MORE ABOUT THE READERS
Lucille Lang Day is the author of four poetry chapbooks and seven full-length collections, most recently Birds of San Pancho and Other Poems of Place. Left Margin LIT's David Roderick says, "Very few poets possess the acute observational power on display in Lucille Lang Day's Birds of San Pancho. In lyric, narrative, and meditative forms, Day's curiosity and love for the world radiate from every page. The life affirming vision in this book makes it a perfect read for our fraught time." She edited the anthology Poetry and Science: Writing Our Way to Discovery, coedited Fire and Rain: Ecopoetry of California and Red Indian Road West: Native American Poetry from California, and authored two children's books and a memoir. Her honors include the Blue Light Poetry Prize, two PEN Oakland, Josephine Miles Literary Awards, the Joseph Henry Jackson Award, and eleven Pushcart Prize nominations. The founder and publisher of Scarlet Tanager Books, she is of Wampanoag, British, and Swiss/German descent.
Denise Low's new book of poems is House of Grace, House of Blood. Mihku Paul says "House of Grace, House of Blood moves far beyond the personal narrative to create an experience that clearly identifies the blade edge that is so-called American history, and invites the reader to consider how exclusion and connection hone it." Low's previous collections include Shadow Light: Poems, The Turtle's Beating Heart: One Family's Story of Lenape Survival, and A Casino Bestiary, among others.

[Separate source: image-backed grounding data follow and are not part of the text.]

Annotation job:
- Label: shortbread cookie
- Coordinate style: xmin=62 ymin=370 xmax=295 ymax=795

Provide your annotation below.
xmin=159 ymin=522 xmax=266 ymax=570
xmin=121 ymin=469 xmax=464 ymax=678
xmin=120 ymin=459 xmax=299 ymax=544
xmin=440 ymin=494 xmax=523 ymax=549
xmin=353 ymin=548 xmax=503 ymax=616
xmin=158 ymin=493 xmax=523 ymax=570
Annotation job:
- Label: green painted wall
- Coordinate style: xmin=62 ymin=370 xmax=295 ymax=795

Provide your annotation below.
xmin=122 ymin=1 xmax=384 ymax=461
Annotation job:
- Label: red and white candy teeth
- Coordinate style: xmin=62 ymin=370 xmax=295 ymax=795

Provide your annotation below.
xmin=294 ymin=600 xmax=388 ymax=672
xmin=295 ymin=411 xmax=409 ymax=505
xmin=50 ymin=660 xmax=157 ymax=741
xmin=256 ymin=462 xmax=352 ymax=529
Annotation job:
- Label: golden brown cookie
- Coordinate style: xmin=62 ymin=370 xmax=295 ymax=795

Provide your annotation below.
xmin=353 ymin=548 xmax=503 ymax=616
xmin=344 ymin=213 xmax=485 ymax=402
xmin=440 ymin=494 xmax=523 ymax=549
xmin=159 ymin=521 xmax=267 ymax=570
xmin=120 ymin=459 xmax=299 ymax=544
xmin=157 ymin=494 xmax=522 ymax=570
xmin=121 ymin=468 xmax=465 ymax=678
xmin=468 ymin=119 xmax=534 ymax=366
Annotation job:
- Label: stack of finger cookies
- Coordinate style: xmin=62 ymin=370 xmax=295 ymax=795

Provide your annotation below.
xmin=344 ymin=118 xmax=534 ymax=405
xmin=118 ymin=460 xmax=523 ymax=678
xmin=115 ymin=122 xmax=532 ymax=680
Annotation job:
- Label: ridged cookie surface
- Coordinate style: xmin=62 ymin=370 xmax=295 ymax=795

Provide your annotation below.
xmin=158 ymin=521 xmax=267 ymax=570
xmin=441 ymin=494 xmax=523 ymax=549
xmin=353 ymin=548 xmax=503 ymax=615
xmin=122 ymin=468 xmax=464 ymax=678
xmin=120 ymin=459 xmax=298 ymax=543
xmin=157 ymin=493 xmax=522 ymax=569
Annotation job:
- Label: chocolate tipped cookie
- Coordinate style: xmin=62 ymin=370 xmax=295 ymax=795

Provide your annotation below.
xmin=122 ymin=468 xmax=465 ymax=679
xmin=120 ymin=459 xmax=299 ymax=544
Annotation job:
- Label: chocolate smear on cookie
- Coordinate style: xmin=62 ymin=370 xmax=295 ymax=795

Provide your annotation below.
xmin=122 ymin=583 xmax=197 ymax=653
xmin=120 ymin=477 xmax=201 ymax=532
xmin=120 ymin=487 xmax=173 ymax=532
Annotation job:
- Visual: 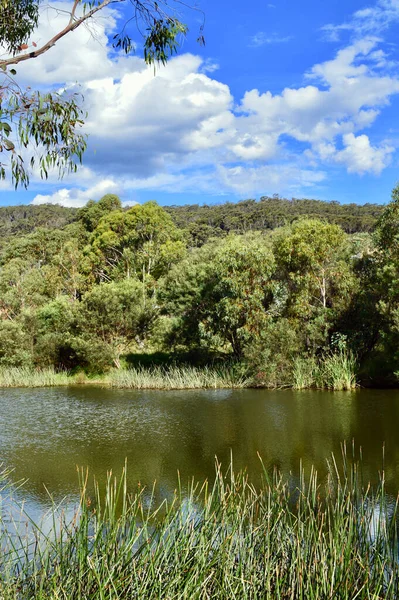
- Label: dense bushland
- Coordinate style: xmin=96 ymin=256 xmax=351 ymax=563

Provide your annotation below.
xmin=0 ymin=190 xmax=398 ymax=387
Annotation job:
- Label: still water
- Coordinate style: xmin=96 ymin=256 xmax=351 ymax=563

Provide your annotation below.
xmin=1 ymin=386 xmax=399 ymax=517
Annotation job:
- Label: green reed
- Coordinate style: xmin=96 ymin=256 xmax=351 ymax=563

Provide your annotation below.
xmin=0 ymin=367 xmax=71 ymax=388
xmin=0 ymin=452 xmax=398 ymax=599
xmin=293 ymin=350 xmax=357 ymax=391
xmin=109 ymin=364 xmax=251 ymax=390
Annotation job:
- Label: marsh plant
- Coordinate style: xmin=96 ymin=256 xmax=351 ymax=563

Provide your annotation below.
xmin=0 ymin=367 xmax=71 ymax=388
xmin=109 ymin=364 xmax=251 ymax=390
xmin=293 ymin=348 xmax=357 ymax=391
xmin=0 ymin=454 xmax=398 ymax=599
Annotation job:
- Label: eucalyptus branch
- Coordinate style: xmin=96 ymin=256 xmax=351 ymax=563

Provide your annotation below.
xmin=0 ymin=0 xmax=119 ymax=68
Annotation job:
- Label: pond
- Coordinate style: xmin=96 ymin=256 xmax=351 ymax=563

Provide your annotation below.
xmin=1 ymin=386 xmax=399 ymax=518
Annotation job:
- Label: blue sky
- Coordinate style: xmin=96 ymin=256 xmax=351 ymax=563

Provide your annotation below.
xmin=4 ymin=0 xmax=399 ymax=207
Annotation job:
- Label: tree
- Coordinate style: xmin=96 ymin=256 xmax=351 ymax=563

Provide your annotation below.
xmin=272 ymin=219 xmax=355 ymax=353
xmin=78 ymin=279 xmax=158 ymax=369
xmin=77 ymin=194 xmax=122 ymax=232
xmin=161 ymin=234 xmax=275 ymax=358
xmin=0 ymin=0 xmax=201 ymax=187
xmin=87 ymin=201 xmax=184 ymax=282
xmin=356 ymin=185 xmax=399 ymax=381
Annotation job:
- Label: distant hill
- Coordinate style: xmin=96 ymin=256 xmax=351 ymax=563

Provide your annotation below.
xmin=165 ymin=196 xmax=385 ymax=245
xmin=0 ymin=204 xmax=77 ymax=237
xmin=0 ymin=197 xmax=384 ymax=243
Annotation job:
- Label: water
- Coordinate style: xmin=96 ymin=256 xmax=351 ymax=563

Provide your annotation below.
xmin=1 ymin=386 xmax=399 ymax=518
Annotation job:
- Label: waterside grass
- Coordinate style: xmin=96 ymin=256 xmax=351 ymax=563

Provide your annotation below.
xmin=108 ymin=364 xmax=251 ymax=390
xmin=0 ymin=356 xmax=357 ymax=390
xmin=0 ymin=367 xmax=72 ymax=388
xmin=293 ymin=350 xmax=357 ymax=391
xmin=0 ymin=455 xmax=398 ymax=599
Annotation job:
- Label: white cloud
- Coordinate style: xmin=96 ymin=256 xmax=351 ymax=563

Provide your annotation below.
xmin=250 ymin=32 xmax=292 ymax=47
xmin=322 ymin=0 xmax=399 ymax=41
xmin=10 ymin=0 xmax=399 ymax=206
xmin=334 ymin=133 xmax=394 ymax=174
xmin=9 ymin=2 xmax=132 ymax=86
xmin=32 ymin=178 xmax=122 ymax=207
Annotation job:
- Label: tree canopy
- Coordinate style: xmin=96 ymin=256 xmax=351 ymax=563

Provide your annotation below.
xmin=0 ymin=191 xmax=396 ymax=388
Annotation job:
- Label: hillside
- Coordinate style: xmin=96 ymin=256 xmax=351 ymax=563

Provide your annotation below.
xmin=165 ymin=196 xmax=384 ymax=245
xmin=0 ymin=197 xmax=384 ymax=245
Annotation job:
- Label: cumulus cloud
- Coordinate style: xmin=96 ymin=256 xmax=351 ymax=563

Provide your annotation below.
xmin=13 ymin=0 xmax=399 ymax=206
xmin=9 ymin=2 xmax=130 ymax=86
xmin=32 ymin=178 xmax=122 ymax=207
xmin=334 ymin=133 xmax=394 ymax=174
xmin=234 ymin=38 xmax=399 ymax=165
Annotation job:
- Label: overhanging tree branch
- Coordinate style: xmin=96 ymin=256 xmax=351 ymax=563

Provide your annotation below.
xmin=0 ymin=0 xmax=117 ymax=68
xmin=0 ymin=0 xmax=203 ymax=188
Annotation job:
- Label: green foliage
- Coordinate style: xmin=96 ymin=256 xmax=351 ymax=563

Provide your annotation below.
xmin=33 ymin=296 xmax=80 ymax=369
xmin=0 ymin=203 xmax=76 ymax=239
xmin=0 ymin=320 xmax=32 ymax=367
xmin=166 ymin=196 xmax=384 ymax=246
xmin=144 ymin=19 xmax=188 ymax=66
xmin=77 ymin=194 xmax=122 ymax=232
xmin=87 ymin=201 xmax=183 ymax=282
xmin=1 ymin=193 xmax=399 ymax=387
xmin=78 ymin=279 xmax=158 ymax=369
xmin=162 ymin=233 xmax=275 ymax=357
xmin=0 ymin=457 xmax=399 ymax=598
xmin=0 ymin=0 xmax=38 ymax=55
xmin=1 ymin=87 xmax=86 ymax=188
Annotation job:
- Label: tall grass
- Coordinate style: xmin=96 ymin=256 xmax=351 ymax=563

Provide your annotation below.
xmin=0 ymin=354 xmax=357 ymax=390
xmin=109 ymin=364 xmax=251 ymax=390
xmin=0 ymin=455 xmax=398 ymax=598
xmin=293 ymin=350 xmax=357 ymax=390
xmin=321 ymin=349 xmax=357 ymax=390
xmin=292 ymin=356 xmax=319 ymax=389
xmin=0 ymin=367 xmax=71 ymax=388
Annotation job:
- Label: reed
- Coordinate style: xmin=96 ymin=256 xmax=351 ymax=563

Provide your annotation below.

The 2007-2009 Poet Laureate of Kansas, she founded the Creative Writing Program at Haskell Indian Nations University and is a past board president of the AWP/Association of Writers and Writing Programs. She currently is literary co-director for The 222, a nonprofit performing arts center in Healdsburg, California, and is on the advisory board of Write On Door County, a Wisconsin retreat with residencies for writers. She is of Northern European and Lenape/Munsee (Delaware) heritage.